El ladrón se secó las manos en le mantel y se puso de pie, bostezando.
-Bueno, acabemos de una vez -dijo-. Que Dios te bendiga, muchacho. Has evitado que un hombre cometiese un crimen esta noche. En cuanto llegue a casa y cuente lo sucedido, Bessie rezará por ti. Nunca más volveré a robar..., por lo menos hasta que publiquen las ediciones de junio. Para entonces tendrá que actuar tu hermanita. Haremos que me sorprenda ella en pleno trabajo y que compre mi arrepentimiento con un collar de corales y un estudiado beso.

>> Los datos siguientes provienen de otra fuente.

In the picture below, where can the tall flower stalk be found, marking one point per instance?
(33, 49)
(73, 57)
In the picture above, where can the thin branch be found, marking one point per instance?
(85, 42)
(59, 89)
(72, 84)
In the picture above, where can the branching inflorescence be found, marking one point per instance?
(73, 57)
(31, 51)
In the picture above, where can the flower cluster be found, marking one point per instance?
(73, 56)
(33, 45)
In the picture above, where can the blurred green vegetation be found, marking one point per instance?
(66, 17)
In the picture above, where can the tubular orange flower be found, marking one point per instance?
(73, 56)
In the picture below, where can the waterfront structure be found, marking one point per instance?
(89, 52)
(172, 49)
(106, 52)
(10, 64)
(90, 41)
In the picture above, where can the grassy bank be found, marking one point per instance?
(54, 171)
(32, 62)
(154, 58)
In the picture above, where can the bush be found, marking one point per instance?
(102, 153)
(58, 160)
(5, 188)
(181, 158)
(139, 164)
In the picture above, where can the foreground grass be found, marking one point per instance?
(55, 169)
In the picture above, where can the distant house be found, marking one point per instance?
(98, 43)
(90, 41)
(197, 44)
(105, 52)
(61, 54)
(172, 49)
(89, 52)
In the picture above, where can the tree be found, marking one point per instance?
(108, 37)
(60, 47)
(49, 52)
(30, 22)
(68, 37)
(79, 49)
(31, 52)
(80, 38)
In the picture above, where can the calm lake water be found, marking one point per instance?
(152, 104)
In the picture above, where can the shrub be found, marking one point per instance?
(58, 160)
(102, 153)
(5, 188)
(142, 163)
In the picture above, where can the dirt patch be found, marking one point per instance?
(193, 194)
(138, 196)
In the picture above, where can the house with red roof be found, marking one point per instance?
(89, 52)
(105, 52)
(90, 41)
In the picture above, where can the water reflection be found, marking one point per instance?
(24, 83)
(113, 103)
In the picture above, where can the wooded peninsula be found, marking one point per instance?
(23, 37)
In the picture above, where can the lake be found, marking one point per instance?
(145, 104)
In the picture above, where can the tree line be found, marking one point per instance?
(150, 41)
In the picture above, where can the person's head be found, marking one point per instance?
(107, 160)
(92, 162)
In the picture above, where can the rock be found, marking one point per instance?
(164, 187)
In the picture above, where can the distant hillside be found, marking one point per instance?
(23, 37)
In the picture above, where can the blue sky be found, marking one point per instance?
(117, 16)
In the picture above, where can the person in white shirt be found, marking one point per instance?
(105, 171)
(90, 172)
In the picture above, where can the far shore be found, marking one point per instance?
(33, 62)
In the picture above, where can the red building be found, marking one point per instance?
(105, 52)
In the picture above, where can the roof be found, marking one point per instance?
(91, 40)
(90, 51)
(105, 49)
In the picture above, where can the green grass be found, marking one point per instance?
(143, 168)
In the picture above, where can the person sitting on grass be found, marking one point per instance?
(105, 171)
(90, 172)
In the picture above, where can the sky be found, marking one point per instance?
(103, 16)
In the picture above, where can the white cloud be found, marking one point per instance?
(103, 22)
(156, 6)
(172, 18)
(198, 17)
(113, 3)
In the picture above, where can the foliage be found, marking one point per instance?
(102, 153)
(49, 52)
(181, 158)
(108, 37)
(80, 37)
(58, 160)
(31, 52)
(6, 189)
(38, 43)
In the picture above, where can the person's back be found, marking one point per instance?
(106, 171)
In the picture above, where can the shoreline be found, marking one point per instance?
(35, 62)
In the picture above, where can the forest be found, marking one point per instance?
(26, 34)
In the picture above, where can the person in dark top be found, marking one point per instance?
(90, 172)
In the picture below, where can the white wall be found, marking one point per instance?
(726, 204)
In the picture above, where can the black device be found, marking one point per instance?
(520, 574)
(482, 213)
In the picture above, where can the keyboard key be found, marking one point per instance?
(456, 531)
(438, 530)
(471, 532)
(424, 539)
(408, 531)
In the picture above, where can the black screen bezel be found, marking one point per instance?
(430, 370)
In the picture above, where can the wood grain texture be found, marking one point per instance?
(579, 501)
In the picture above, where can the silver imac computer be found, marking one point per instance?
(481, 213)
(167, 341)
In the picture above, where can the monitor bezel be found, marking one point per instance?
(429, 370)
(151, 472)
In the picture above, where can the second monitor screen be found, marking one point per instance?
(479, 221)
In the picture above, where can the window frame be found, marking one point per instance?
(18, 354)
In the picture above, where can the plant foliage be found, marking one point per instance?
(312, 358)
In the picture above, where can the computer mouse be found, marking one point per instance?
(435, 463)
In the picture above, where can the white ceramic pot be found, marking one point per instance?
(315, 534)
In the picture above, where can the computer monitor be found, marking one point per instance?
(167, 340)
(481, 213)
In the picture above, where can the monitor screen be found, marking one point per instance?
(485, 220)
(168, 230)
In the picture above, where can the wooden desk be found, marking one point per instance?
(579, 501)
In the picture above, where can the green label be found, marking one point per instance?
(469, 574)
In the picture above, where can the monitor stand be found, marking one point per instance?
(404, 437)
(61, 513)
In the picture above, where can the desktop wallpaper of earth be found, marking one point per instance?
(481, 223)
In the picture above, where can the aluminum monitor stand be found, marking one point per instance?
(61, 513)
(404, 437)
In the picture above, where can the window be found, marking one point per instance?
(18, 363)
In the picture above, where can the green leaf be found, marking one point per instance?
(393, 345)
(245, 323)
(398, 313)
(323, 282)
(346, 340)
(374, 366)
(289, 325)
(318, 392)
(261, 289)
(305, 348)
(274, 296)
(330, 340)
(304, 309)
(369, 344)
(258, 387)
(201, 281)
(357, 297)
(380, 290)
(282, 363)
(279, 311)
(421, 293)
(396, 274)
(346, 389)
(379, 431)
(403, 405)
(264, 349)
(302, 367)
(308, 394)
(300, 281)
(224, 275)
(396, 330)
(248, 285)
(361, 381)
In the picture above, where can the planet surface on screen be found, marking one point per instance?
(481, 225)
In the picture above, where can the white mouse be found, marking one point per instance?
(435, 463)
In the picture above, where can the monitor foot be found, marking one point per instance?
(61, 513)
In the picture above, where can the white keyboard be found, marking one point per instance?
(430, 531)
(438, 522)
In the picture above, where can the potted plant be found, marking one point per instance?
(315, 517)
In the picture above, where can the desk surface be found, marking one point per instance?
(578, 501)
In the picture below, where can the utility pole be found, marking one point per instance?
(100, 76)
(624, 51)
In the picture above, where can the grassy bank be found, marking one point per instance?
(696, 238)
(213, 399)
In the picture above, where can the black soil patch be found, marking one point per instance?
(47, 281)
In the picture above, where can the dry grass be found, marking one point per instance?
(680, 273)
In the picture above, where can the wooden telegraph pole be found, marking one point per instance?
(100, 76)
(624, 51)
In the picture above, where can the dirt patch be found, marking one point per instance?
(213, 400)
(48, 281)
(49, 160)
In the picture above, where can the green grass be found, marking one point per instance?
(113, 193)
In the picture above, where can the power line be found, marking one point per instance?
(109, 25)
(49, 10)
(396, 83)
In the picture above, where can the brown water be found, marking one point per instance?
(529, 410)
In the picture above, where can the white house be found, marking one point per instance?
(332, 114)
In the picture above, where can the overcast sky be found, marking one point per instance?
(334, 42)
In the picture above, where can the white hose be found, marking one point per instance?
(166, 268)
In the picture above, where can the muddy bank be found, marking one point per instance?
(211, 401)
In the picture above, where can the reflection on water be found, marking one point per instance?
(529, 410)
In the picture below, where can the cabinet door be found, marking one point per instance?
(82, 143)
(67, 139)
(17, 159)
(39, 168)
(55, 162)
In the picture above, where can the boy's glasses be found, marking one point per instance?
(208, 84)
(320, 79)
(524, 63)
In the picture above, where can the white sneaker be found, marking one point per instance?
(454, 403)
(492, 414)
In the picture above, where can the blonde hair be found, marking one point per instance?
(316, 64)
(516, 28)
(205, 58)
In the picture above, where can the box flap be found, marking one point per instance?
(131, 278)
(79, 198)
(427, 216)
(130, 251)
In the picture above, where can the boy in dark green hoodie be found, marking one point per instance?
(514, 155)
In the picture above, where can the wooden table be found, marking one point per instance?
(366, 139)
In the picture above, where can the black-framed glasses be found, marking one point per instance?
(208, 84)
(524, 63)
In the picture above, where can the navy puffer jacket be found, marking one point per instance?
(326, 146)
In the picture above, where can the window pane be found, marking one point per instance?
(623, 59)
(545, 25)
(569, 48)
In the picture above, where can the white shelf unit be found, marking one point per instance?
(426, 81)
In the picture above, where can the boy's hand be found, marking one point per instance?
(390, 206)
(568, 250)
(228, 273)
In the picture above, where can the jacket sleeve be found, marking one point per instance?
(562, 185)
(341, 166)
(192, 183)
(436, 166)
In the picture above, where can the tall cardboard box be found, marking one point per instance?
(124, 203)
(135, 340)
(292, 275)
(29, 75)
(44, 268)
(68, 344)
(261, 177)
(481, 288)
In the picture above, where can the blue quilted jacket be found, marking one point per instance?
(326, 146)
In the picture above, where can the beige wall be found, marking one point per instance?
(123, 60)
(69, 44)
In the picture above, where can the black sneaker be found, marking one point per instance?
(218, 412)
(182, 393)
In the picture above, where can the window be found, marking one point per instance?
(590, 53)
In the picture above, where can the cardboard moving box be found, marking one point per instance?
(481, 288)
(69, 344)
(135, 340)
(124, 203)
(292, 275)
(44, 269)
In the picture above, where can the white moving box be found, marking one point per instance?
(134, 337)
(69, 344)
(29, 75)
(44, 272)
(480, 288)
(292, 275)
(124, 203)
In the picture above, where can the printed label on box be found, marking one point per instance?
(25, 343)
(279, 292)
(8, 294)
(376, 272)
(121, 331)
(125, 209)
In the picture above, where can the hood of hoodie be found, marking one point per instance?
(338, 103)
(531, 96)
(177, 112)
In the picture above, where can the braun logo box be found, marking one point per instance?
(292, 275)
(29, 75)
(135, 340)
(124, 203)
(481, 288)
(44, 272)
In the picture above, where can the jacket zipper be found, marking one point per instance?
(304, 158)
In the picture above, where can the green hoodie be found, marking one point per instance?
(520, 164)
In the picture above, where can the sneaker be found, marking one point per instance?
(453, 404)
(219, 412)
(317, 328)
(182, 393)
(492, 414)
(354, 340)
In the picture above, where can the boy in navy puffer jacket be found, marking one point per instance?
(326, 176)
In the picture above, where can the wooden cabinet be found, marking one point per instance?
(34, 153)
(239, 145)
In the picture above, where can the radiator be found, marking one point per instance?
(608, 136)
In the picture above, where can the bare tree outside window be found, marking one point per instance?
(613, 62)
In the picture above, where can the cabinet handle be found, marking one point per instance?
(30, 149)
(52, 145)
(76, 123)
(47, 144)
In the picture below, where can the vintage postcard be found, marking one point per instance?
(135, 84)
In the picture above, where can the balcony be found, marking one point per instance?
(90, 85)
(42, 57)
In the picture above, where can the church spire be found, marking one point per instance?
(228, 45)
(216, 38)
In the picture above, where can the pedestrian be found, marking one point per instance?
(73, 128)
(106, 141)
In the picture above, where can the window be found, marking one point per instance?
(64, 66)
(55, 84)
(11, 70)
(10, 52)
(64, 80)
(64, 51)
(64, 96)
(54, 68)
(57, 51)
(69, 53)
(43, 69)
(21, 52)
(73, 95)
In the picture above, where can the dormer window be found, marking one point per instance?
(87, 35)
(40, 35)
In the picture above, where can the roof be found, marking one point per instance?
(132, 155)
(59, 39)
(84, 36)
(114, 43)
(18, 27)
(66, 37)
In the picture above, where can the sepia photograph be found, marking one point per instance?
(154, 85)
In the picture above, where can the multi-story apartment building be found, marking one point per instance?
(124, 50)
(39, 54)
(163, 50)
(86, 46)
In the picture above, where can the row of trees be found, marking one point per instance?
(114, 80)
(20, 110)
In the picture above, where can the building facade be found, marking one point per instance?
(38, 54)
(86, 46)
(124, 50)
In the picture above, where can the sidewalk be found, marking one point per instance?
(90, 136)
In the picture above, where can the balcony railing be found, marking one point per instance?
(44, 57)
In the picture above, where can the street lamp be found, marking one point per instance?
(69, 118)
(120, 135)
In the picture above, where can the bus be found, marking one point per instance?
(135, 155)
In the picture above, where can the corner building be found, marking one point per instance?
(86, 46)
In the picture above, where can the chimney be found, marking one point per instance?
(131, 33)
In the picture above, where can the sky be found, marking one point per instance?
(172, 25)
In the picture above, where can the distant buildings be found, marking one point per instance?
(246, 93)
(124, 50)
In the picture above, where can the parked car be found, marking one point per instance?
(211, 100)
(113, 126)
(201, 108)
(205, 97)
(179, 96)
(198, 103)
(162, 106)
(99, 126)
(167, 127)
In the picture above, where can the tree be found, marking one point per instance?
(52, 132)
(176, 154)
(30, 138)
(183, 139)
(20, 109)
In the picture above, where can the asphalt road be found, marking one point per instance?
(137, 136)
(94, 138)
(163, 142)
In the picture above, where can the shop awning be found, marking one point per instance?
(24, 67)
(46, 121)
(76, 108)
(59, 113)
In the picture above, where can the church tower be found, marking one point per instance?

-No es usted el único perjudicado -suspiró Tommy, levantándose de su asiento-, piense en el sueño que he perdido. los dos tuvimos mala suerte, amigo. Ojalá pudiera salirse del cuento y robar verdaderamente a alguien. Puede que tenga una oportunidad si deciden... llevarnos a la escena.
-¡Ni hablar! -dijo el ladrón en tono sombrío-. Entre la taquilla, los buenos impulsos que al parecer ha de despertar en nosotros la infancia, y las revistas que sólo pagan al contado sobre la publicación, creo que estaré siempre en la ruina.
-Lo siento -dijo Tommy, demostrando simpatía-, pero yo, al igual que usted, tampoco puedo evitarlo. Uno de los inconmovibles cánones de esta clase de historietas del hogar, es, precisamente..., que el ladrón ha de fracasar, que ha de vencerle un chiquillo como yo, o una joven heroína o, en el último instante, "su viejo compañero Red Miker, que identifica la casa como una en donde trabajó como cochero". No importa cuál sea la historia, su papel es siempre el peor.
-Bien. Creo que he de irme -dijo el ladrón, recogiendo la linterna y el berbiquí. 
-Tiene que llevarse el pollo y el vino para Bessie y su mamá -dijo tranquilamente Tommy.
-¡Por todos lo diablos! -gritó el ladrón, evidentemente contrariado-. ¿Para qué he de hacerlo si ellas no lo necesitan? Tengo cinco cajas de "Chateau de Beychsvelle" embotellado en 1853, en casa. Este clarete vuestro... lo encuentro algo picado. Y por otra parte..., ellas no se dignarían ni a mirar ese pollo. Sólo les gusta "la champagna". Verás... El caso es que cuando dejo de ser un personaje de cuento, no tengo tantas limitaciones y claro... De vez en cuando se me ofrece una buena oportunidad.
-Sin embargo, ha de cargar con esto -aseguró Timmy entregándole los paquetes.
-¡Que Dios bendiga la bondad de tu alma! -recitó, obediente, el ladrón-. Saúl, en el cuento, jamás te olvidará. Y ahora apresúrate. deja que me vaya, hijo. Seguramente estamos dando fin a nuestras dos mil palabras. 
Tommy le siguió por el pasillo hasta la puerta principal. De pronto el ladrón se detuvo para preguntar con voz tenue:
-¿Crees que habrá un guarda por ahí afuera haciéndole carantoñas a la doncella?
-Sí -afirmó Tommy-, pero...
-Temo que pueda echarme el guante -dijo el ladrón-. No olvides que vivimos... una ficción.
-¡Caramba! -dijo Tommy, cambiando de dirección-. Sígame. Iremos por la puerta de servicio.